Il Policlinico Umberto I di Roma aderisce alla giornata Nazionale Parkinson del 26 novembre 2011, organizzando due incontri-dibattiti con i pazienti, i loro familiari e le persone che ne hanno cura. La mattina, dalle ore 10.30 alle ore 13.30, l'Unità Dipartimentale "Centro Malattia di Parkinson" del Policlinico Umberto I di Roma, diretto dal professor Giuseppe Meco, ospiterà un incontro interattivo sulla malattia di Parkinson. Il programma della giornata, che s'inserisce in occasione della Terza Giornata Nazionale della Malattia di Parkinson, prevede una serie d'incontri con specialisti per fornire a pazienti e caregivers informazioni su diagnosi, sintomi e terapie riguardo questa malattia degenerativa del sistema nervoso.
Sono circa 6mila le persone colpite ogni anno dal Parkinson in Italia, 1 su 4 sotto i 50 anni. Benché le cause siano ancora poco chiare, accanto a rare forme di Parkinson ereditario, la maggior parte dei casi potrebbe essere dovuta all'effetto di una tossicità ambientale, oltre ad una predisposizione individuale geneticamente determinata. Rigidità muscolare, tremore e lentezza dei movimenti sono tra i principali sintomi di questa malattia, la cui diagnosi precoce, di natura clinica, si rivela d'importanza fondamentale per un miglioramento qualitativo del livello di vita del paziente. Il Parkinson può tuttavia esordire in modalità aspecifiche attraverso sintomi di natura non motoria, quali stipsi, depressione, disturbi del sonno, ridotta sensibilità olfattiva, che rendono difficile l'individuazione della patologia. A ciò si aggiunge il dato che il 15/20 per cento circa dei pazienti si rivolge al medico a distanza di uno o due anni dal manifestarsi del primo sintomo, tempo troppo lungo per permettere un tempestivo intervento. Si ritiene infatti che un intervento farmacologico precoce possa favorire un migliore decorso della malattia mediante la riduzione di attività di alcune strutture celebrali.

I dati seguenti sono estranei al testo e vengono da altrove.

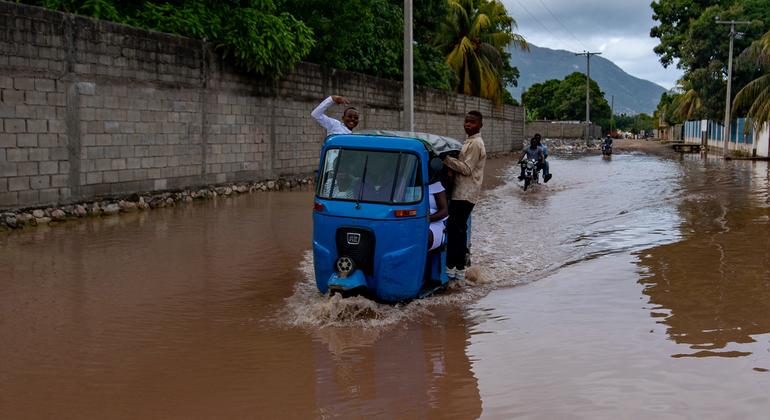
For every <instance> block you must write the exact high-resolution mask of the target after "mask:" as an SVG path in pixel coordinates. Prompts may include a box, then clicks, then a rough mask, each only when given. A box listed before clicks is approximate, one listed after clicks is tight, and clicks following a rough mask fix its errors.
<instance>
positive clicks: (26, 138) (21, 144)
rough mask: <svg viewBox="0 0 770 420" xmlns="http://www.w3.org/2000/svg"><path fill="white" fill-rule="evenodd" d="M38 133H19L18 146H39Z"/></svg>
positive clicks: (16, 143) (16, 136) (36, 146)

Il messaggio della Giornata, promossa da Limpe (Lega Italiana per la lotta contro la Malattia di Parkinson, le Sindromi Extrapiramidali e le Demenze) e Dismov-Sin (Associazione Italiana Disordini del Movimento e Malattia di Parkinson) è quello sintetizzato dallo spot radio-televisivo «La malattia di Parkinson non deve cambiare l'armonia della tua vita: affrontala subito», cui Andrea Bocelli ha prestato la propria voce. «La qualità di vita dei pazienti è l'obiettivo principale per cui stiamo lottando e grazie alla ricerca oggi è possibile raggiungerlo», afferma il professor Ubaldo Bonuccelli, Presidente Limpe. «In questo senso - continua Bonuccelli - abbiamo predisposto un importante progetto di ricerca che verrà sviluppato insieme a Dismov-Sin, allo scopo di verificare l'efficacia di un protocollo riabilitativo sperimentale nella prevenzione delle cadute dei pazienti affetti da malattia di Parkinson».